When the expander tracks state, it can't be used inside Streamlit cache-decorated functions.

args (list or tuple or None)

An optional list or tuple of args to pass to the on_change callback.

kwargs (dict or None)

An optional dict of kwargs to pass to the on_change callback.

Returns

(ExpanderContainer)

An ExpanderContainer object with an .open property to return the current state of the expander if the expander tracks state.

Examples

Example 1: Use context management You can use the with notation to insert any element into an expander

streamlit_app.py
import streamlit as st

st.bar_chart({"data": [1, 5, 2, 6, 2, 1]})

with st.expander("See explanation"):
    st.write('''
        The chart above shows some numbers I picked for you.
        I rolled actual dice for these, so they're *guaranteed* to
        be random.
    ''')
    st.image("https://static.streamlit.io/examples/dice.jpg")

Example 2: Call methods directly

You can call methods directly on the returned object:

streamlit_app.py
import streamlit as st

st.bar_chart({"data": [1, 5, 2, 6, 2, 1]})

expander = st.expander("See explanation")
expander.write('''
    The chart above shows some numbers I picked for you.
    I rolled actual dice for these, so they're *guaranteed* to
    be random.
''')
expander.image("https://static.streamlit.io/examples/dice.jpg")

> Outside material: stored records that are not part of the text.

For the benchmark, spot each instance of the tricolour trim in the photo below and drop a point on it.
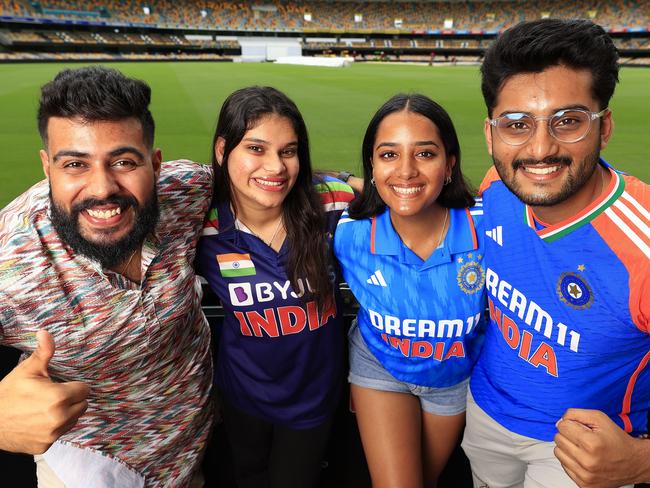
(472, 228)
(627, 399)
(554, 232)
(640, 236)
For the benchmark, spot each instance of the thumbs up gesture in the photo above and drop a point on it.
(34, 410)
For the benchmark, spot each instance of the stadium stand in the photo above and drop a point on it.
(410, 31)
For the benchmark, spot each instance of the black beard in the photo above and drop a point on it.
(109, 253)
(571, 186)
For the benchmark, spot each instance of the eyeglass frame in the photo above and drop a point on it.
(592, 116)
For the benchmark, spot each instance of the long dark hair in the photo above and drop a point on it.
(456, 194)
(304, 218)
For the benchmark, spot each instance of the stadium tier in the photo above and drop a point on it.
(204, 29)
(281, 16)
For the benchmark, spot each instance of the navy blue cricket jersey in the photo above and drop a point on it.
(279, 359)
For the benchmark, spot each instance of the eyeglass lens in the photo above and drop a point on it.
(565, 126)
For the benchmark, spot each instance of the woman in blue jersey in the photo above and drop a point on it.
(410, 252)
(265, 253)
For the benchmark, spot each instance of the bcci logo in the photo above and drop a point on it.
(471, 277)
(574, 291)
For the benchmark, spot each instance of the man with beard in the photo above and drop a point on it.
(96, 281)
(567, 272)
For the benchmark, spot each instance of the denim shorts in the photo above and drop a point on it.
(366, 371)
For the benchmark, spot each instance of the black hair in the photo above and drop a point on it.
(96, 93)
(532, 47)
(456, 194)
(304, 218)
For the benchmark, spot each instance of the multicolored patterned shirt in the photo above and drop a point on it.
(144, 349)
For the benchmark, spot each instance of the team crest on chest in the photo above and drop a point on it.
(574, 290)
(471, 277)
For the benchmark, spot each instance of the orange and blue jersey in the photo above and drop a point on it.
(569, 311)
(280, 358)
(422, 320)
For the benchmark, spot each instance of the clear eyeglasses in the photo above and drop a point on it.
(568, 126)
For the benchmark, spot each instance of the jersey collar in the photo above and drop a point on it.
(461, 237)
(603, 202)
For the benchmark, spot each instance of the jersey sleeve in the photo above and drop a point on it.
(624, 226)
(490, 177)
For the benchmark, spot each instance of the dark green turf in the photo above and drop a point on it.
(336, 103)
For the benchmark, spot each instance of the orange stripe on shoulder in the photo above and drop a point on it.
(472, 228)
(490, 177)
(625, 227)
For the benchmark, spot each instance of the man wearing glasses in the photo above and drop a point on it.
(567, 272)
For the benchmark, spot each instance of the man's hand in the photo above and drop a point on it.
(35, 411)
(596, 453)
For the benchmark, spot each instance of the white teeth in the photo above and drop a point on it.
(269, 183)
(541, 171)
(104, 214)
(407, 191)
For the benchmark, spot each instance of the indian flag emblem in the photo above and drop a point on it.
(234, 265)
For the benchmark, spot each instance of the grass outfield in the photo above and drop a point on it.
(336, 103)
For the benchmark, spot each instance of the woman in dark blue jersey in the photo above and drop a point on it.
(411, 254)
(265, 253)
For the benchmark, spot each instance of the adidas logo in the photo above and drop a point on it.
(377, 279)
(496, 234)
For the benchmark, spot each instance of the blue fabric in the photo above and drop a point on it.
(423, 320)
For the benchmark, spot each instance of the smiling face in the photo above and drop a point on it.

Example 3: Programmatically control the expander state

You can use a key to programmatically control the expander state or access the state in callbacks. You must set the on_change parameter for the expander to track state.

streamlit_app.py
import streamlit as st

def toggle_expander():
    st.session_state.summary = not st.session_state.summary

def on_expander_change():
    if st.session_state.summary:
        st.toast("You opened the expander.")
    else:
        st.toast("You closed the expander.")

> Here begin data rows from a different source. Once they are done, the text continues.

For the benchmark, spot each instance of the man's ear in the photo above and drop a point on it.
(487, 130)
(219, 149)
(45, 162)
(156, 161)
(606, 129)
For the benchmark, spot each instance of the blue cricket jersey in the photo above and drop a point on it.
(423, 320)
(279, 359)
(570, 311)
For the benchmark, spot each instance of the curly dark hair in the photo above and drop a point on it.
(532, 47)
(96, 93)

with st.expander("Open expander", on_change=on_expander_change, key="summary"):
    st.write("This is the expander")

st.button("Toggle expander", on_click=toggle_expander)

A container returned by st.expander.

ExpanderContainer is a Streamlit container with an .open property for lazy execution. Use with notation or call methods directly on the container to add elements to the expander.

Attributes

open (bool or None)

Whether the expander is open. This is True if the expander is open and False if it's collapsed, or None if state tracking isn't enabled.

Examples

Example 1: Lazy loading content

streamlit_app.py
import streamlit as st
import time

summary = st.expander("Summary", on_change="rerun")

if summary.open:
    with summary:
        with st.spinner("Loading summary..."):
            time.sleep(2)
        st.write("This is the summary")

Example 2: Conditionally render content outside of the expander

streamlit_app.py
import streamlit as st

summary = st.expander("Summary", on_change="rerun")
with summary:
    st.write("This is the summary")

st.write(
    f"The expander is {':green[open]' if summary.open else ':red[closed]'}."